Figure 5: While On Treatment Strategy

figure 5 estimands while on treatment strategy


Constructing Estimands

When constructing estimands, the first stage is to identify the intercurrent events that are likely to occur in this trial setting. For each intercurrent event, the treatment strategy needs to be decided. A combination of strategies can be used if appropriate. The whole trial team should be involved in this process; it is not just a statistical issue. Justification of the strategies used should be included in the protocol.

Estimands can then be written using the 4 attributes discussed earlier: population, endpoint, how to handle intercurrent events, and population level summary. The trial, data collection, and analyses are designed in line with the estimands, to ensure that the scientific questions posed will be addressed by the trial. Any assumptions made should be clearly defined.


Sensitivity and Supplementary Analyses

Any assumptions made by the statistical methodology should be outlined in the statistical analyses plan. Sensitivity analyses should be planned to test the robustness of these assumptions.
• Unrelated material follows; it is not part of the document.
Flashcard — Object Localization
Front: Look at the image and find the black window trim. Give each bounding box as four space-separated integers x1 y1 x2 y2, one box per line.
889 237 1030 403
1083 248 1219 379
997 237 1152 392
Supplementary analyses can be used to investigate additional estimands.


Missing Data

The estimand framework will impact how missing data are defined and methodology used to deal with missing data. For example, if a patient discontinues trial medication, then under Treatment Policy, the measurements following discontinuation are required, and if not collected would be considered missing. Under the hypothetical strategy the measurements will not be collected, but should be replaced with the hypothetical measurements expected if that patient had not discontinued the trial medication. However, under While on Treatment, those measurements would be of no interest, and therefore not considered missing data, as the intention was not to collect them.

Where missing data are imputed the assumptions used for the imputation must be clearly defined in the SAP. Sensitivity analyses should be used to assess the assumptions.



Most of the considerations that have been described above would be part of the planning of a clinical trial under current practice. However, much of the detail would be included in the SAP, rather than upfront in the protocol, and the justification for the approach used, and assumptions behind it are seldom included.

The framework in the addendum provides a structure to ensure that the intercurrent events are identified and appropriately dealt with in the trial design and analyses. The estimands section of the protocol will bring the information to the forefront and make it easier for all concerned to understand the research question being asked, and to ensure the trial has been conducted in line with that.